- "Winterime Wager" was first published in Walt Disney's Comics and Stories #88, January 1948
- Story code: W WDC 88-02
- Story: Carl Barks
- Ink: Carl Barks
- Date: January 1948
- Pages: 10
- Layout: 4 rows per page
- Appearances: Donald Duck Huey, Dewey and Louie Daisy Duck Gladstone Gander (first appearance)
- First publication: Walt Disney's Comics and Stories #88

= Wintertime Wager =

"Wintertime Wager" is a 10-page Disney comics story written, drawn, and lettered by Carl Barks. It was first published in Walt Disney's Comics and Stories #88 (January 1948). Characters in the story include Donald Duck, his nephews Huey, Dewey, and Louie, Daisy Duck, and Gladstone Gander. The story marks Gladstone Gander's first appearance. "Wintertime Wager" has been reprinted many times.

==Plot==
It is Christmas Day. The snows are deep and the temperatures are very cold. Donald wants to stay indoors to keep warm. His cousin Gladstone Gander arrives to tell Donald he has lost their wager made the previous summer.

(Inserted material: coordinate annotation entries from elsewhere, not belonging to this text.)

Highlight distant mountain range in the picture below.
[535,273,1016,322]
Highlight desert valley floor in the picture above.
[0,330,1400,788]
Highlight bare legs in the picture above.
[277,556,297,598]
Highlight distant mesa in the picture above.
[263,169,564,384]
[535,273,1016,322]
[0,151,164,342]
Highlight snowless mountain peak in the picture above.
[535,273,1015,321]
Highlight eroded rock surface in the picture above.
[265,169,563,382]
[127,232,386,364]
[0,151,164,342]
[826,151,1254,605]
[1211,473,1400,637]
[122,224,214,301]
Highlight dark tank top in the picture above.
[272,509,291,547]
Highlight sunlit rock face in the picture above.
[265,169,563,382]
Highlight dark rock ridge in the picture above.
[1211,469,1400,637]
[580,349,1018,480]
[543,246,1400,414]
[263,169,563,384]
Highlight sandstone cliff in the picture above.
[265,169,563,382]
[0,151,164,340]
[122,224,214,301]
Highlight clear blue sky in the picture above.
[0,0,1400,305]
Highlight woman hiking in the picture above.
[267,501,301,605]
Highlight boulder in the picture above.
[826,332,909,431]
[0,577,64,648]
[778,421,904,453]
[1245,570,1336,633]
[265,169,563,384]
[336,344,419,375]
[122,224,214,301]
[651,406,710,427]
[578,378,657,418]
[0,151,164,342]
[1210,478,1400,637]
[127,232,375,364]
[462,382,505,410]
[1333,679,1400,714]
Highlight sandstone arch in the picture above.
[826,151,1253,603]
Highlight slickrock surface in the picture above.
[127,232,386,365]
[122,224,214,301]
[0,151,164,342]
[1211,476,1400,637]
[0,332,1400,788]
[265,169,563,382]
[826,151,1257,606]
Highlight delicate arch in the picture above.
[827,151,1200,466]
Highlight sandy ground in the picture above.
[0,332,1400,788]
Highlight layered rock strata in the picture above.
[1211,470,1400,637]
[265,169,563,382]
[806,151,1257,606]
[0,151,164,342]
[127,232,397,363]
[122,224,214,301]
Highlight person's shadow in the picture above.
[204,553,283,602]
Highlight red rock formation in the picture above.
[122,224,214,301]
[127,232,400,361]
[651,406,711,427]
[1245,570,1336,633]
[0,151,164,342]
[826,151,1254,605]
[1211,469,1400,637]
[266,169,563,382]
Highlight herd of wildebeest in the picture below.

At that time, Donald had agreed that he would forfeit his house to his cousin should he fail to go swimming in Frozenbear Lake on Christmas Day. To keep his house, Donald now dons his swimming suit, but cannot bring himself to jump into the cold lake.

Daisy Duck arrives to remind Gladstone that he promised her last summer that he would drink two gallons of lemonade within an hour, or return the house to Donald. Gladstone fails to drink the lemonade; Donald gets his house back.

The nephews decide the moral of the story is: "A big bragging mouth always get one into trouble." As Daisy leaves, she hears Gladstone and Donald boyishly making wagers for next year. With a sigh, she leaves, realizing that Donald and Gladstone have not learned their lesson.